I have an embedding matrix of shape (4312, 1024)
(corresponding to 1024-dimensional embedding vectors of 4312 English sentences). I want to perform a clustering of these vectors and to visualize the results (in order to see if the distance threshold that I chose was good enough).
The clustering is done using:
import numpy as np
from sklearn.cluster import AgglomerativeClustering
model = AgglomerativeClustering(n_clusters=None, metric='cosine',
compute_full_tree='auto',
linkage='complete',
distance_threshold=0.2,
compute_distances=True)
clustering = model.fit(embeddings)
print(f'Number of clusters: {clustering.n_clusters_}')
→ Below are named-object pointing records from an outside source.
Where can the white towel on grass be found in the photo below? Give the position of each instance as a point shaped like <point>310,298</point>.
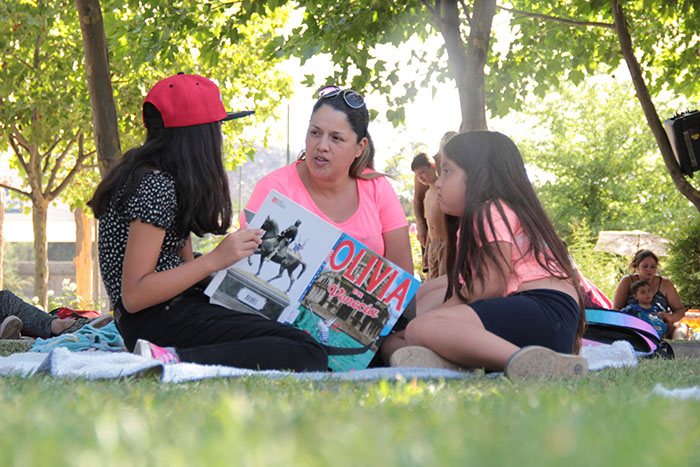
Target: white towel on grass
<point>615,355</point>
<point>61,362</point>
<point>677,393</point>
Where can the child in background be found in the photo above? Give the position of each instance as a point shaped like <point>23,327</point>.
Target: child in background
<point>645,308</point>
<point>511,299</point>
<point>424,169</point>
<point>148,205</point>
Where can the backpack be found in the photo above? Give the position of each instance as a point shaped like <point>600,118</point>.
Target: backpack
<point>608,326</point>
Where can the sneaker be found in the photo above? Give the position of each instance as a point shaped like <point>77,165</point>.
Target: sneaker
<point>422,357</point>
<point>11,328</point>
<point>540,362</point>
<point>97,323</point>
<point>149,350</point>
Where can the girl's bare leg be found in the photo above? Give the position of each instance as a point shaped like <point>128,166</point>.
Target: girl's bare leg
<point>456,333</point>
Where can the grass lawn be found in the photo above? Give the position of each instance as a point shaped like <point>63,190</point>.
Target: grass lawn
<point>605,418</point>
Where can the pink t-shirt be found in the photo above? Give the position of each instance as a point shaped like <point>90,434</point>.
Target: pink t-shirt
<point>524,267</point>
<point>378,211</point>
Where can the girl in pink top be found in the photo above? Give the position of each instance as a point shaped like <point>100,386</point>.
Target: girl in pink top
<point>334,178</point>
<point>510,300</point>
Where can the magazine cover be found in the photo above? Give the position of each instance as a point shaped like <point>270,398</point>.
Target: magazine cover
<point>309,274</point>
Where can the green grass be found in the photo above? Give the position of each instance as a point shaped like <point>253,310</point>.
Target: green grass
<point>605,418</point>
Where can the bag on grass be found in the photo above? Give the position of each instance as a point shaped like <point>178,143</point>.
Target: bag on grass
<point>608,326</point>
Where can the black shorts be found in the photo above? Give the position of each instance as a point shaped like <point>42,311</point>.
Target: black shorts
<point>533,317</point>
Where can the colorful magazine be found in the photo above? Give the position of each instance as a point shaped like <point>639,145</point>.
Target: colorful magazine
<point>309,274</point>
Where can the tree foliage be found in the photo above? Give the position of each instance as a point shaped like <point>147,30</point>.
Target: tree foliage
<point>44,107</point>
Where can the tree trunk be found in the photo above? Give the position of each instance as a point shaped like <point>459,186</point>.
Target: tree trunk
<point>2,238</point>
<point>467,68</point>
<point>104,112</point>
<point>649,109</point>
<point>41,254</point>
<point>83,257</point>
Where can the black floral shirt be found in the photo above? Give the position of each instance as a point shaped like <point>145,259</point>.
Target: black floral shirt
<point>154,202</point>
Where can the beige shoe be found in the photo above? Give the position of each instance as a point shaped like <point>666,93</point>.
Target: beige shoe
<point>422,357</point>
<point>540,362</point>
<point>11,328</point>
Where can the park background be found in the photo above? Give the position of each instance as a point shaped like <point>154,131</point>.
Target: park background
<point>572,109</point>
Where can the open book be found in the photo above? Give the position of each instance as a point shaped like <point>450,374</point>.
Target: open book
<point>309,274</point>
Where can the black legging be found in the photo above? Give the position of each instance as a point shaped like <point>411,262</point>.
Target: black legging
<point>211,334</point>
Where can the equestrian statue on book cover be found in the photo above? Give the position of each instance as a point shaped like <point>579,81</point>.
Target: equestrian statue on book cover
<point>274,247</point>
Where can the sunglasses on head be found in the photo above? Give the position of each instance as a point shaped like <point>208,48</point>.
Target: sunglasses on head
<point>352,98</point>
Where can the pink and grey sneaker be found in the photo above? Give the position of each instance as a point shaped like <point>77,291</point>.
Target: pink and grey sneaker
<point>11,328</point>
<point>150,350</point>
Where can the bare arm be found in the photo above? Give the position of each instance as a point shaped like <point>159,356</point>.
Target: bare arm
<point>186,252</point>
<point>143,287</point>
<point>495,281</point>
<point>397,248</point>
<point>622,292</point>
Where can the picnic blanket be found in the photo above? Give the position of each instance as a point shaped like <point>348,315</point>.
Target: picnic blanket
<point>98,364</point>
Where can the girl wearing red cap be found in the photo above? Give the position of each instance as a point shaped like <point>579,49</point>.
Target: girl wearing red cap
<point>159,193</point>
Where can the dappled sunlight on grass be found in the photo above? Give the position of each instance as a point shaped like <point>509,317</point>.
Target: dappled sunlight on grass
<point>607,418</point>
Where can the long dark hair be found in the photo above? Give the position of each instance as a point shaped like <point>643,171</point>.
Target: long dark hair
<point>496,175</point>
<point>359,121</point>
<point>192,156</point>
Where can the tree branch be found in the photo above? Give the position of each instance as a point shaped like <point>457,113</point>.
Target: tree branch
<point>75,170</point>
<point>18,153</point>
<point>571,22</point>
<point>22,61</point>
<point>21,140</point>
<point>648,107</point>
<point>466,12</point>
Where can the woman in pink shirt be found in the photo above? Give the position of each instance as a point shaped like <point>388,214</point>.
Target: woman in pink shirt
<point>511,298</point>
<point>334,178</point>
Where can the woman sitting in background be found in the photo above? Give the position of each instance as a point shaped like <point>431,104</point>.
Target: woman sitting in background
<point>335,179</point>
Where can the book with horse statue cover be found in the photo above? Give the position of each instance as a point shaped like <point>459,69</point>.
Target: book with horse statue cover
<point>309,274</point>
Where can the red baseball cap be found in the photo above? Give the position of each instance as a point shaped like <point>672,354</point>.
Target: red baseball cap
<point>188,100</point>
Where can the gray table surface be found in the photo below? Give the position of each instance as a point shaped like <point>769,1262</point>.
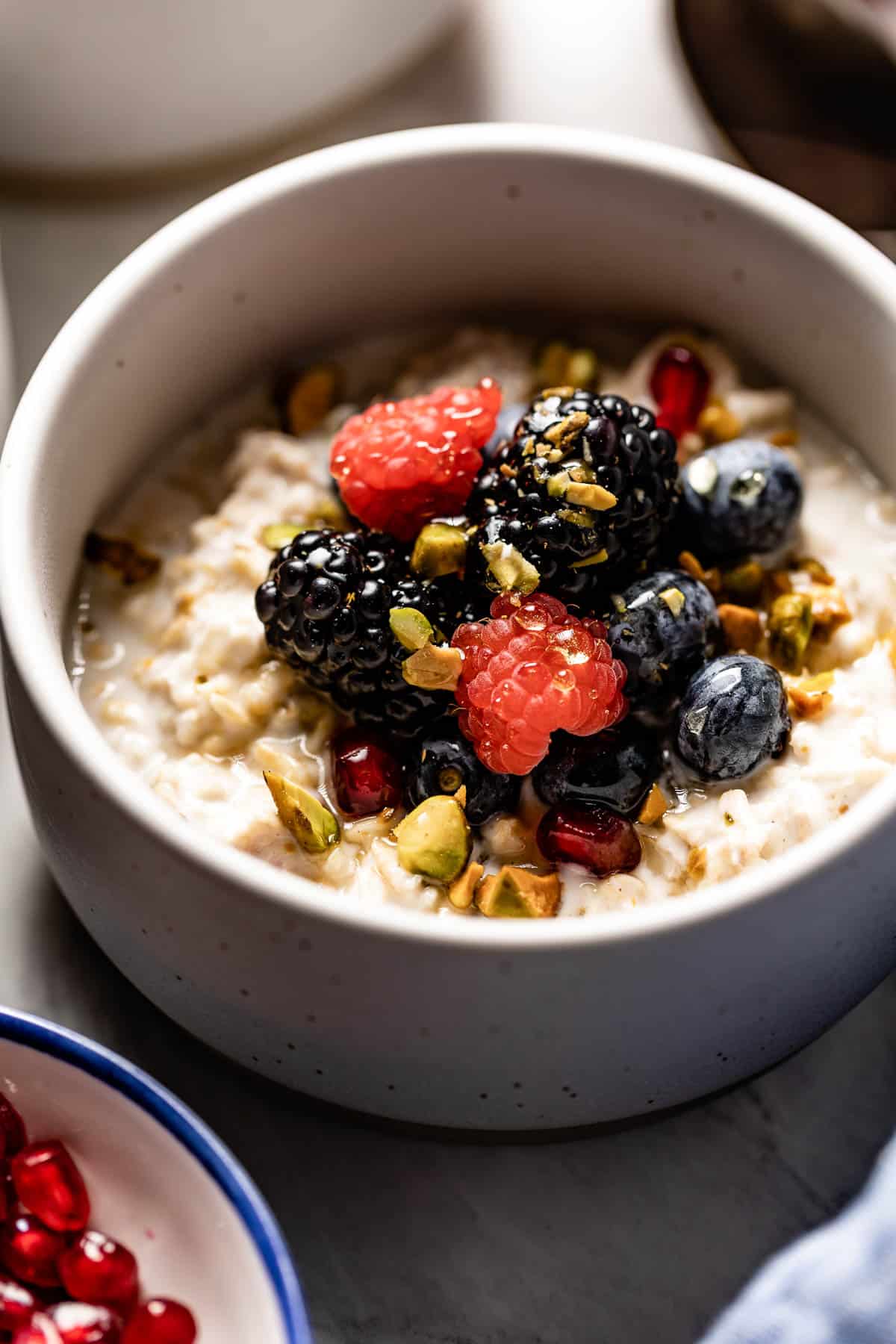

print(f'Labels:n{clustering.labels_}')
# count unique labels
unique_labels, counts = np.unique(clustering.labels_, return_counts=True)
print(f'Number of clusters by counting: {len(unique_labels)}')
# Sort in descending order of counts
sorted_indices = np.argsort(-counts)
unique_labels = unique_labels[sorted_indices]
counts = counts[sorted_indices]
print(f'Unique labels: {unique_labels}')
print(f'counts: {counts}')
The results of the print is:
Number of clusters: 1714
clustering.labels_:
[ 460 820 245 ... 1030 112 1367]
Number of clusters by counting: 1714
Unique labels: [ 410 352 229 ... 1039 1041 1713]
counts: [55 42 33 ... 1 1 1]
I obtained 1714 clusters, and the largest cluster contains 55 points. If I increase the distance threshold to 0.25, then the number of clusters decreased to 1395. I want to know which sentences have been merged if distance_threshold=0.25
(compared to distance_threshold=0.2
), so I plot the results for 0.2
, following the Scipy’s official example and did:
from matplotlib import pyplot as plt
from scipy.cluster.hierarchy import dendrogram
def plot_dendrogram(model, **kwargs):
# Create linkage matrix and then plot the dendrogram
# create the counts of samples under each node
counts = np.zeros(model.children_.shape[0])
n_samples = len(model.labels_)
for i, merge in enumerate(model.children_):
current_count = 0
for child_idx in merge:
if child_idx < n_samples:
current_count += 1 # leaf node
else:
current_count += counts[child_idx - n_samples]
counts[i] = current_count
linkage_matrix = np.column_stack(
[model.children_, model.distances_, counts]
).astype(float)
# Plot the corresponding dendrogram
dendrogram(linkage_matrix, **kwargs)
plt.title("Hierarchical Clustering Dendrogram")
# plot the top three levels of the dendrogram
plot_dendrogram(clustering, truncate_mode="level", p=3, distance_sort='ascending', show_leaf_counts=True)
plt.xlabel("Number of points in node (or index of point if no parenthesis).")
plt.show()
Results:
I have two questions please:
-
I chose the distance to be
cosine
, which is between[0,1]
. How is it possible that the distances from the leaves to their parents are larger than 1? Is it due to numerical errors? -
The function
dendrogram
seems to draw the tree top-down. Is it possible to draw bottom-up: the clusters are the leaves? This would make more sense to me because I would like to start from the clusters and see how they would merge depending on the distances between them.
Thank you very much in advance for your help!